Video footage of the funeral of Edward VII, showing (from approx 0:30) guardsmen marching with arms reversed.

- Reverse arms
In the British Army drill manual, reverse arms is ordered from the shoulder arms position and is carried out before stepping off. The soldier's right hand reaches across to take hold of the butt of the rifle. The rifle is switched to the right side and the left hand grabs the rifle stock. The rifle is then swung downwards and turned under the right armpit to a 45-degree angle to the ground whilst the left arm reaches behind the back to grasp the barrel.

Reversed arms is always carried out at slow march initially but may transition into quick march if there is a significant distance to be covered. In quick march the left hand releases the rifle which is gripped solely by the right hand, forearm and elbow. The left arm is held as far to the rear as possible. Arms can also be changed in the reverse arms position, to provide rest to the soldier or as a spectacle for onlookers.

With swords the transition to reverse arms is made from the carry position. The sword is placed under the right armpit, with hilt and blade uppermost, and the left hand passes behind the back to grasp the blade. With swords the order is only two movements long (when compared with four movements for the rifleman) so is carried out simultaneously only with the last two movements of the rifleman's command. The sword is switched to the opposite side if change arms is ordered.

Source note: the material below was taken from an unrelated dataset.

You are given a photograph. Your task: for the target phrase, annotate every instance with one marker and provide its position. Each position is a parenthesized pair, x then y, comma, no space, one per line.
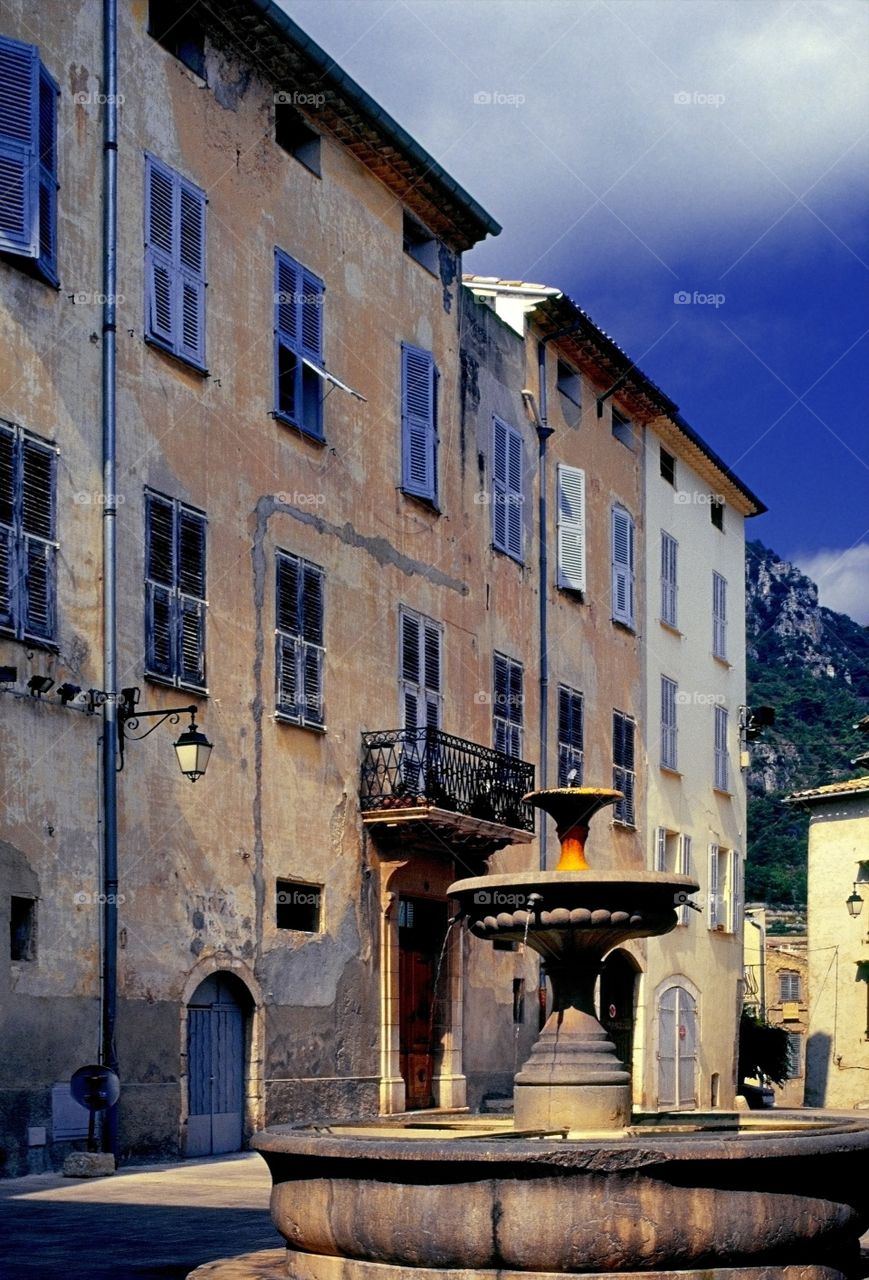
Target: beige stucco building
(837,1037)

- Lower on your arms reversed
In the British Army drill manual rest on arms reversed is known as "lower on your arms reversed". The rifle is brought upwards, with the left hand on the stock and the right hand taking hold of the pistol grip. The rifle is then rotated downwards to point down the right side of the body while the left hand moves from the stock to the butt. The head is then lowered to look at the ground in a movement lasting four seconds; the entire command takes ten seconds. In this position the rifle, being shorter than that used historically and being held by the pistol grip and not the butt, does not touch the ground.

The order for swords is carried out from the present arm position. The sword is brought to the recover position from which the point is swung downwards, with the edge pointing to the soldier's right. The tip is placed on the ground between the soldier's feet while the right hand rests on top of the sword pommel with the left placed over it. This takes six seconds. As with the rifle command the final four seconds are for the soldier to lower his eyes.

=== Other countries ===
The command is also used in the Irish Defence Forces, Indian Army and Nigeria Police Force. In the Australian Army, the rest on arms order reversed is still used, but the short Steyr rifle makes the reverse arms at march difficult.